Dividends were declared at a full quarter percent over the closest competitors, and deposits began to grow. By the fourth quarter of the first year of operation, there were not enough funds in reserves to pay dividends. This was the point where the credit union proved itself to the community!
The board devised a plan for increasing reserves in order to pay the dividends as they had been declared. They would take the available funds in reserves, borrow a resident’s large moving van, and pick peaches on a farm south of Atlanta. The plan was to bring these peaches back to Atlanta and by selling them on the street, raise the $210 needed to pay dividends.
Every board member selflessly participated in this event. At 5:00 am they drove in the van to the Atlanta Farmer’s Market, where they purchased as many bushel baskets as they could afford: 65. They then drove to South Georgia and by mid-day they had filled all of the baskets with peaches donated by a good friend of John Sweet’s. The rest of the day was spent selling the peaches in the streets of Atlanta for $4 per bushel (one-half the market rate).

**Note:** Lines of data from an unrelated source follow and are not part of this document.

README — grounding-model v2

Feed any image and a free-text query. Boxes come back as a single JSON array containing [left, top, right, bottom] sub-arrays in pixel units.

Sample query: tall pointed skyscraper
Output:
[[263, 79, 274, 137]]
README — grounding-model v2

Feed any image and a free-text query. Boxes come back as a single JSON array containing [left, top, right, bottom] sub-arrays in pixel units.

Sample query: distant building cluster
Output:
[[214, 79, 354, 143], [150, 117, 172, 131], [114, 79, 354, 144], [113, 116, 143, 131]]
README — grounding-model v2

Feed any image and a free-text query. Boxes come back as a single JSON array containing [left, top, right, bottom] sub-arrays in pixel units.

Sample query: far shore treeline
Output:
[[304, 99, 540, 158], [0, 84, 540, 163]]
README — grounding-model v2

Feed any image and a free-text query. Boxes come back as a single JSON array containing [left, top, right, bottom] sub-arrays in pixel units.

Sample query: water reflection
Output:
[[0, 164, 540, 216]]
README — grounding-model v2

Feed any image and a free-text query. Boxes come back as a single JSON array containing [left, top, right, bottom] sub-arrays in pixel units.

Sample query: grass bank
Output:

By days’ end, they had raised enough money to pay the declared dividends, thus ensuring the continued growth of the credit union.
The debates with NCUA continued over our lending policies. By mid-1973 we had lent out $1500, of our 15,000 in deposits, for a long-term loan to help a member buy a home. To quote John Sweet, “NCUA had a fit! They wanted us to make loans for color TVs and we needed to be making home loans. Poor people didn’t need color TVs, they needed homes.”
At one point, NCUA threatened to close our doors. Negotiations were held, agreements made, and proposals were drawn up to modify our loan policy. By this time, the credit union had doubled in assets.
B.O.N.D. Community FCU requested and received low-income status. Once we were able to accept non-member deposits, the “Blue Ribbon Committee” was formed. This committee was formed from any Board member who had a suit and tie to solicit stronger credit unions for large and long-term deposits. This would allow B.O.N.D. Community FCU to offer even larger and longer-term mortgage loans. The campaign was a success!
By the end of 1974 we had deposits of $101,390 and had booked 162 loans totaling over $165,000, most of which were real estate. We were experiencing great capital growth and low loan loss. This trend caused NCUA some concern. They felt that we were not charging off enough loans and our delinquency rate was too small. This is still a trend today at B.O.N.D. Community FCU and continues to cause NCUA concern even after so many years. NCUA once again tried to convince the Board to take greater credit risks. The Board once again reminded NCUA that our primary purpose was and is to make real estate loans.
Ran initially out of a neighbor's kitchen, B.O.N.D. Community FCU soon took a space in Little Five Points. Over the years, our field of membership has expanded. The first of these expansions was when membership was opened to people who worked in the businesses located within our boundaries. These people felt the same sense of community as people who lived in the neighborhood and felt they should not be denied credit union membership. This change significantly expanded the neighborhood’s use of the credit union. Our average share deposit grew 55% over the next three years.
In more recent years we have added new neighborhoods to our original group including Cabbagetown, Edgewood, East Atlanta, East Lake, Grant Park-S.A.N.D. Fourth Ward, Kirkwood and Reynoldstown. Each of these additional neighborhoods are unique, yet they all have one thing in common: They are transitional and have no or little representation by a community-involved financial institution. These neighborhoods are going through what we faced so many years ago, and with our resources and experience, their growth and success can be assured.